M.Div. Learning Outcomes             

  1. Lead communities of faith with integrity, imagination and compassion.
  2. Perform the skills related to nurturing the life of faith (for self and others) including preaching, teaching, care-giving, leading public worship and public ministries.
  3. Demonstrate knowledge of the Bible and Christian traditions and the ability to interpret texts and practices.
  4. Work and worship with people from diverse backgrounds (racial, ethnic, religious) informed by knowledge from cross-cultural and anti-racist perspectives.
  5. Analyze social locations and cultural contexts in order to develop contextual forms of Christian ministry.
  6. Be proficient in the theological and ethical reflection related to situations and decisions in local, national and global contexts.
  7. Practice appropriate habits of spiritual formation and self-care and possess a growing, healthy sense of vocational identity.

MTS Learning Outcomes

  1. Exhibit the ability to interpret and teach Christian traditions, texts, and practices that nurture the life of faith and scholarship in themselves and the communities they serve.
  2. Articulate a point of view effectively and coherently in spoken and written communication.
  3. Engage in theological research and analysis based upon an argument and construct a theological essay or thesis article.
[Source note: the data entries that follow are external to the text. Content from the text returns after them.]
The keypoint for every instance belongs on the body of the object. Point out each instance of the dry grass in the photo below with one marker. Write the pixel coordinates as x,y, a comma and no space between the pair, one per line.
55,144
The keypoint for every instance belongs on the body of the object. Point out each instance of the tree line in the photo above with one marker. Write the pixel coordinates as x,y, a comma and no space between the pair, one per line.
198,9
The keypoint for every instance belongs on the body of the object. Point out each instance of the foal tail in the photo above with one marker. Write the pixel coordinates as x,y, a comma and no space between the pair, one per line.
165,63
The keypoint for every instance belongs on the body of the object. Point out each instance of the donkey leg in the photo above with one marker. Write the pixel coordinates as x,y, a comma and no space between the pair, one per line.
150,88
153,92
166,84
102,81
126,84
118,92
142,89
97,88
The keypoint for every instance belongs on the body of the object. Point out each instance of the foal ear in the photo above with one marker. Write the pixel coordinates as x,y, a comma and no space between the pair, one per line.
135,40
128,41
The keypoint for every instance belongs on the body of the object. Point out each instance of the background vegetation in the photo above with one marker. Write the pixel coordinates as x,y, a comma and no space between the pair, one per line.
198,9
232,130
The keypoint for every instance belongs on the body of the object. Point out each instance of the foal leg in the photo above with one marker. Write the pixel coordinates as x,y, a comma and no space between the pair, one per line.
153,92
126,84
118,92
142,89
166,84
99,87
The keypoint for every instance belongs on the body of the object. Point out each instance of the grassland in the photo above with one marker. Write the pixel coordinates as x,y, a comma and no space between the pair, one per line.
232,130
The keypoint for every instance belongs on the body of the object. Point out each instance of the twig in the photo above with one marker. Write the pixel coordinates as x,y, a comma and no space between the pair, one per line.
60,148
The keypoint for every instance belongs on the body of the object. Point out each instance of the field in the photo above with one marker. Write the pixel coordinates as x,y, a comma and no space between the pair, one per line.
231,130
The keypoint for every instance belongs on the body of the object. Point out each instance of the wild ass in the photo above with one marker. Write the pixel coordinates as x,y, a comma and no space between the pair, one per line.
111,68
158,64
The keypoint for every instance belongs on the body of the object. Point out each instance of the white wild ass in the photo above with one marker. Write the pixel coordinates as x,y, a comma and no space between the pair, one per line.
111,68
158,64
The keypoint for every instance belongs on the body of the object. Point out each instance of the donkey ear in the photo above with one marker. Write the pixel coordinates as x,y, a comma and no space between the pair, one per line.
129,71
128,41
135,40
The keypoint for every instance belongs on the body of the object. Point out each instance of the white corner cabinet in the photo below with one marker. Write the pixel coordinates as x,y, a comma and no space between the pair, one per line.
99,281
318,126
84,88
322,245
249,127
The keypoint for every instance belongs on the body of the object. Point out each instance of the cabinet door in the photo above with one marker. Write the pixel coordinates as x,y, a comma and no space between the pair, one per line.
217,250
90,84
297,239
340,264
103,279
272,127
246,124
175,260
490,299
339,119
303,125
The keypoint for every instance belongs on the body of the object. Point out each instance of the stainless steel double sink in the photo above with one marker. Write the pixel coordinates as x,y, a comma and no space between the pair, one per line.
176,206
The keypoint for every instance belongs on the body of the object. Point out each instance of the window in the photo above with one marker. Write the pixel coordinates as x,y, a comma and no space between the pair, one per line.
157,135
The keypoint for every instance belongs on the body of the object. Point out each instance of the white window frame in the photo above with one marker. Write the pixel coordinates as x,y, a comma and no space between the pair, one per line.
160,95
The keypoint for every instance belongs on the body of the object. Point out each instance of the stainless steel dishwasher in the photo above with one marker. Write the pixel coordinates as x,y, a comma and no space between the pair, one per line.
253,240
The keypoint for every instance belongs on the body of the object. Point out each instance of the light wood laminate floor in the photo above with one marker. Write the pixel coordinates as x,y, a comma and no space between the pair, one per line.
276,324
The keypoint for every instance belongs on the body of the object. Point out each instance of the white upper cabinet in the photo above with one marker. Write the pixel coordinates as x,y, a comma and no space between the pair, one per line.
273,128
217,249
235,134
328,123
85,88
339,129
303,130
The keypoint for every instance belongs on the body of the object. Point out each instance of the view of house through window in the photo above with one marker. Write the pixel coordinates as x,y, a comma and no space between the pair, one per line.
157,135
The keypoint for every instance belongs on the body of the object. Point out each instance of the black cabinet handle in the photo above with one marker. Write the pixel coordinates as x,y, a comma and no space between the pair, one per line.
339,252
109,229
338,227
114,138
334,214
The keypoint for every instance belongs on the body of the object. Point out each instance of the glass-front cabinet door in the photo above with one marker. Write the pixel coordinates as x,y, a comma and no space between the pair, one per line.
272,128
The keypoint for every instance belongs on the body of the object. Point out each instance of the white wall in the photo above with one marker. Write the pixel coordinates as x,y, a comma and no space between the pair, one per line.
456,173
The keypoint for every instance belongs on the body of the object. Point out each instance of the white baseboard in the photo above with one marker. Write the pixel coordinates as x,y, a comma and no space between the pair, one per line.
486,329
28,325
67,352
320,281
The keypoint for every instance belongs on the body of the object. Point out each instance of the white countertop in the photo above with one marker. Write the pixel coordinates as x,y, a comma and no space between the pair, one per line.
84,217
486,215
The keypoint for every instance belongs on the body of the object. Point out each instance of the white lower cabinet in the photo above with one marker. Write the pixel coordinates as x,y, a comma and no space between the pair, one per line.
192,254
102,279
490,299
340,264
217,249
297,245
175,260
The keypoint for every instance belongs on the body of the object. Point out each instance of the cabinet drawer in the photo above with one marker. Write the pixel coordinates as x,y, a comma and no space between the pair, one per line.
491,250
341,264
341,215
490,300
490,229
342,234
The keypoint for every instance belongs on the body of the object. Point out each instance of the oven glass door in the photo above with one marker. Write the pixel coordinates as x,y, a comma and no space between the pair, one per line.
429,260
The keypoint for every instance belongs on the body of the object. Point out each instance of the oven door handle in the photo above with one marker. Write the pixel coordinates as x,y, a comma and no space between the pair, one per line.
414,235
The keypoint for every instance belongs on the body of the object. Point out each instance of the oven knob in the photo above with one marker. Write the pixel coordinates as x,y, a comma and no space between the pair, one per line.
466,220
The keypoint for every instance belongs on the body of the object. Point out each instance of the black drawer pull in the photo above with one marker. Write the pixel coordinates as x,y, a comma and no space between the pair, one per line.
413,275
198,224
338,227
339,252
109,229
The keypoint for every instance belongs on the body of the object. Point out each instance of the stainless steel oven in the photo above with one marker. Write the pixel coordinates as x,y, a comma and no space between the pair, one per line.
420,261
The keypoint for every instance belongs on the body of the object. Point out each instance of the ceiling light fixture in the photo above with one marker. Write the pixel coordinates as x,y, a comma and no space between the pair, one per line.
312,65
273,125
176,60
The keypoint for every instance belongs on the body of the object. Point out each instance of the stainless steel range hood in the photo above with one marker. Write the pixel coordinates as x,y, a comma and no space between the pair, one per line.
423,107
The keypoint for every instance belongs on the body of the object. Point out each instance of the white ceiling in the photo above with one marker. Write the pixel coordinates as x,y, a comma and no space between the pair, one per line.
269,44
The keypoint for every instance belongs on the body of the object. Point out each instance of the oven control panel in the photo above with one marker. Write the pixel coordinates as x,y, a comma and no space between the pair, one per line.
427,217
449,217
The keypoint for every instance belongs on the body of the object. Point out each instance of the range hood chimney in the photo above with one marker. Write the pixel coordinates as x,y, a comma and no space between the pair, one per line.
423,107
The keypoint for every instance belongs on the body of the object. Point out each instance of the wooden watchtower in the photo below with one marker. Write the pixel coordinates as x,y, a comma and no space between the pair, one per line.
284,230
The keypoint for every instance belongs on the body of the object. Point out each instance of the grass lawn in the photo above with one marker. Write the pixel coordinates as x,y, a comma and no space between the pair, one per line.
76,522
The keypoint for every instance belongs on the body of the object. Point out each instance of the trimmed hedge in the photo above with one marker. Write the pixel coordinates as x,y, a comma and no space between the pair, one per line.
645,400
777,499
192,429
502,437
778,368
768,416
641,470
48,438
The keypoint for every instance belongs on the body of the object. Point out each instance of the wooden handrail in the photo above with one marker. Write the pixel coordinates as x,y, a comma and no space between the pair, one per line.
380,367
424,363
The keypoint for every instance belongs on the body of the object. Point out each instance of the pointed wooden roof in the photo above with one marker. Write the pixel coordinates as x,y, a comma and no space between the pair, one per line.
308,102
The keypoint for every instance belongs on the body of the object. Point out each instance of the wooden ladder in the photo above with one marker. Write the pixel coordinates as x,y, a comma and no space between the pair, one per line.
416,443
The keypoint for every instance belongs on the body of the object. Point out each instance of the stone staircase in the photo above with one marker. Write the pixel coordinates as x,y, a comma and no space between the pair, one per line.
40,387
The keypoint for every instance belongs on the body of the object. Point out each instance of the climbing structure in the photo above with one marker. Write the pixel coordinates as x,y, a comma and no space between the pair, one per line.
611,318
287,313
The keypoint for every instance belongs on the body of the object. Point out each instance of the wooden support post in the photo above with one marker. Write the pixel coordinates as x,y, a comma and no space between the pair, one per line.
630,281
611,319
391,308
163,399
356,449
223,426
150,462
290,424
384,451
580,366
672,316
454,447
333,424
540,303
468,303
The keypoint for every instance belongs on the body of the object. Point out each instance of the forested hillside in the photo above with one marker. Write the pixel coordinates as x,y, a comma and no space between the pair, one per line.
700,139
MA in Discipleship Development Learning Outcomes

  1. Teach basic concepts of Christian belief, traditions and practices.
  2. Equip others to engage in a variety of spiritual practices (such as prayer, hospitality, or worship).
  3. Plan and lead programs of Christian formation in a variety of settings.
  4. Analyze and evaluate resources and practices for Christian formation.


MA in Urban Ministry Learning Outcomes

  1. Examine and analyze urban contexts using Chicago as a laboratory / case study.
  2. Draw on biblical and theological resources to reflect ethically on issues of church and society.
  3. Demonstrate capacity to engage in cross-cultural ministries.
  4. Evaluate skills and strategies to organize communities and access political power in urban settings.


Primary Texts  3 by William D. Mounce, published by Zondervan:

Basics of Biblical Greek Grammar.  2009-3rd edition.

Basics of Biblical Greek Workbook.  2009—3rd edition.

Biblical Greek Laminated Sheet.


Approximate amount of work per week students can expect (reading, writing, etc.)

Pre-reading chapters of grammar, studying and working through required exercises at least five nights/week for 1.5 hours per night.


Course Assignments and Projects

Daily workbook exercises and quizzes on the material introduced in the previous class; 3 exams.